Una de las grandes características de los films de Corbucci es que parece que está abordando el tema del fascismo: son los villanos los que dirigen la historia. Sus héroes no pueden ser llamados héroes. En un western de otro director, lo que para él son los héroes, serían los malos. A medida que pasó el tiempo, Corbucci fue restándole énfasis al rol del héroe. En una de sus películas, The Hellbenders, no hay nadie a quien alentar: hay tipos malos y víctimas y eso es todo. En El gran silencio –que tiene grandes secuencias en la nieve que inspiraron las de mi película– Klaus Kinski interpreta a un villano, un cazador de recompensas. No soy un gran fan de Kinski, pero está sorprendente en esta película. El héroe es Jean–Louis Trintignant, que hace de mudo. Al quitarle la voz al héroe, lo reduce a nada. La película tiene uno de los finales más nihilistas de la historia del género: Trintignant sale a enfrentar a los malos y es asesinado. Los malos ganan, matan a todos en el pueblo, se van cabalgando y así termina. Al día de hoy es estremecedor. El famosamente crudo Day of the Outlaw (La pandilla maldita, 1958) de André De Toth, parece un musical en comparación.
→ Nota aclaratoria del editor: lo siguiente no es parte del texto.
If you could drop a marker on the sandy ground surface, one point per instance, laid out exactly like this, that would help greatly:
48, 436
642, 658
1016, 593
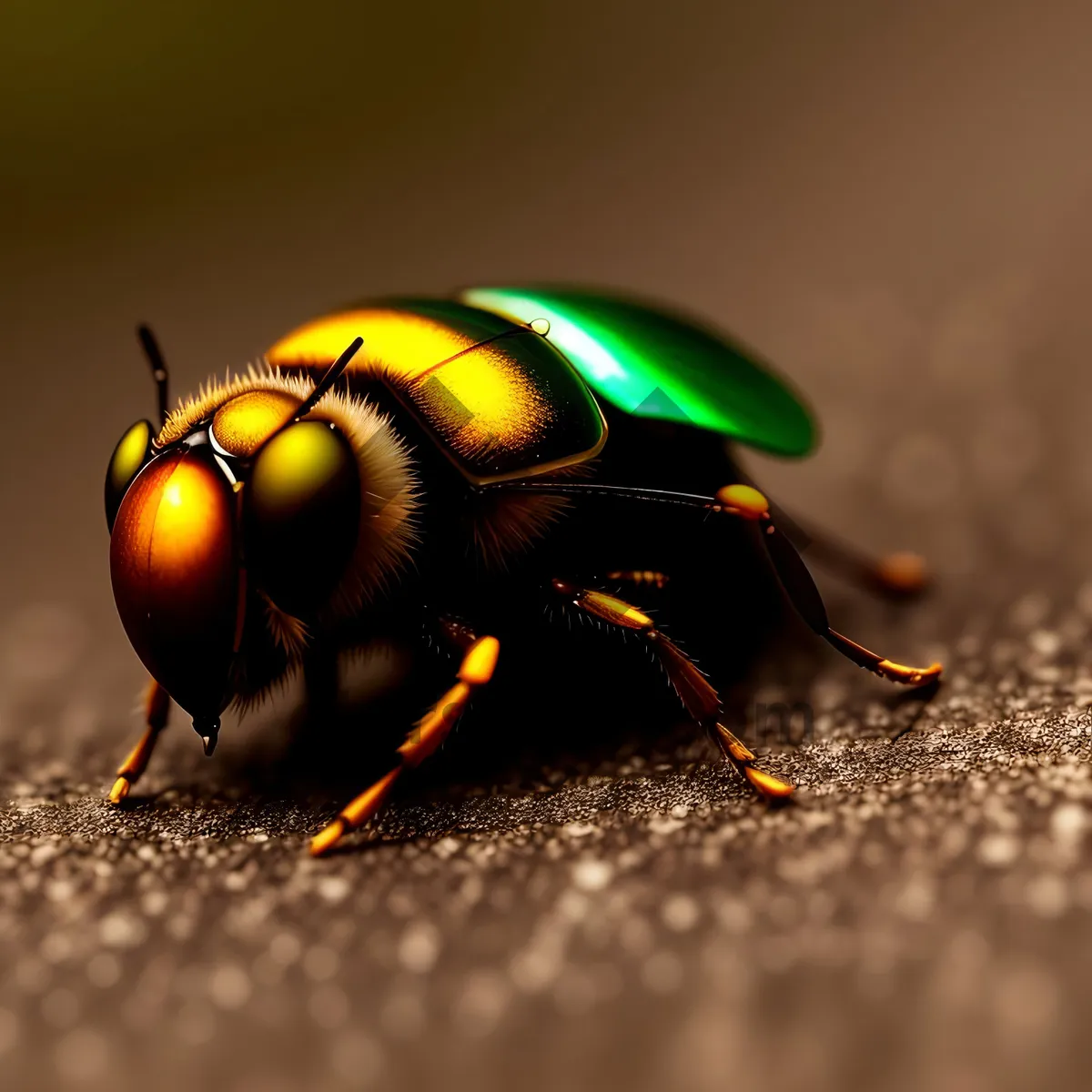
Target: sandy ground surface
917, 918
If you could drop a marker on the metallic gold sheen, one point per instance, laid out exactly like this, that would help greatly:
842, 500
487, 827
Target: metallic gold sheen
508, 409
295, 464
303, 514
654, 364
129, 456
243, 425
480, 661
743, 500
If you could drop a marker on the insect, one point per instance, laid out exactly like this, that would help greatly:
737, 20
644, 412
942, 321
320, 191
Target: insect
451, 465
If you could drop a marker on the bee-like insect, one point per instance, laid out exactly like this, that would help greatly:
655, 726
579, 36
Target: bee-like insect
458, 460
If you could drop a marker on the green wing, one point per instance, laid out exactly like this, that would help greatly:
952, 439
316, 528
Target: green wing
653, 364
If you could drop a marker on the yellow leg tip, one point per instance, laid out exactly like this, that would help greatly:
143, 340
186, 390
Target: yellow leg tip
909, 676
743, 500
771, 787
328, 838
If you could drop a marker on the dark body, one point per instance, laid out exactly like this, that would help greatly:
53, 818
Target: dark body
566, 687
465, 481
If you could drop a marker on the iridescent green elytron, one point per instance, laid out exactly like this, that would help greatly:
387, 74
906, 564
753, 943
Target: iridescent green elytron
652, 364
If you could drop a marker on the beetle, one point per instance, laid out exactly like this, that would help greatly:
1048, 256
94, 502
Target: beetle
450, 460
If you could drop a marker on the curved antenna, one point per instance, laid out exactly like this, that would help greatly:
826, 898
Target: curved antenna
333, 374
540, 327
154, 355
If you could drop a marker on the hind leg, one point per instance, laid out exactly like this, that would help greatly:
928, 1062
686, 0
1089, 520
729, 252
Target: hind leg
696, 693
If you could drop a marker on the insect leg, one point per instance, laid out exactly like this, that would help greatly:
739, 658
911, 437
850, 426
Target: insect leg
479, 662
746, 502
899, 574
698, 696
157, 710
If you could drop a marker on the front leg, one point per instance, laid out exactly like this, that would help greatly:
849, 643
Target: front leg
157, 711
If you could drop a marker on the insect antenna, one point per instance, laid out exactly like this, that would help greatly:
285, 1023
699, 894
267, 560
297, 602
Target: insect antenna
333, 374
540, 327
154, 355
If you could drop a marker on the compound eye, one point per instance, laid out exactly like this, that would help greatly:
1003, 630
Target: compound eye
126, 463
303, 514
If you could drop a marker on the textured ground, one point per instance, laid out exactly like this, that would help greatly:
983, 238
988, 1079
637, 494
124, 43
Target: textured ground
918, 918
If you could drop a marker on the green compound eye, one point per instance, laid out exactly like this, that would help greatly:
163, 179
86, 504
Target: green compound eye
303, 514
128, 458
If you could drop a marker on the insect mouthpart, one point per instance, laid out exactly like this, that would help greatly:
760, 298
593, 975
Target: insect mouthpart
178, 582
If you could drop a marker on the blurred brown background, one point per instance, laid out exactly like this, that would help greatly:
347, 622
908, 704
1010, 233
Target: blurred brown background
891, 201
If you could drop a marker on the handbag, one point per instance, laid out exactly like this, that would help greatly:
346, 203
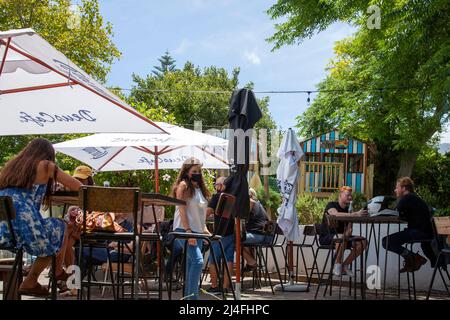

En Django (1966) Franco Nero entraba a un pueblo sin ley llevando una ametralladora en un ataúd, para vengar la muerte de su esposa. Los malos son una suerte de versión surrealista de los KKK: una organización secreta con capuchas rojas que matan mexicanos. Luego, en Navajo Joe (El navajo), otro Corbucci del ‘66, los despellejadores que matan a los indios por su cuero cabelludo son tan salvajes como la familia Manson. Esa es una de las más grandes películas de venganza de todos los tiempos: Burt Reynolds es el protagonista, un tornado de un solo hombre entregado a una matanza sin límites. Hasta La pandilla salvaje, fue la película más violenta que haya llevado un logo de un estudio de Hollywood.
Django inspiró tres decenas de falsas secuelas que llevaban su nombre en el título. Estoy orgulloso de haber hecho un aporte a esa lista.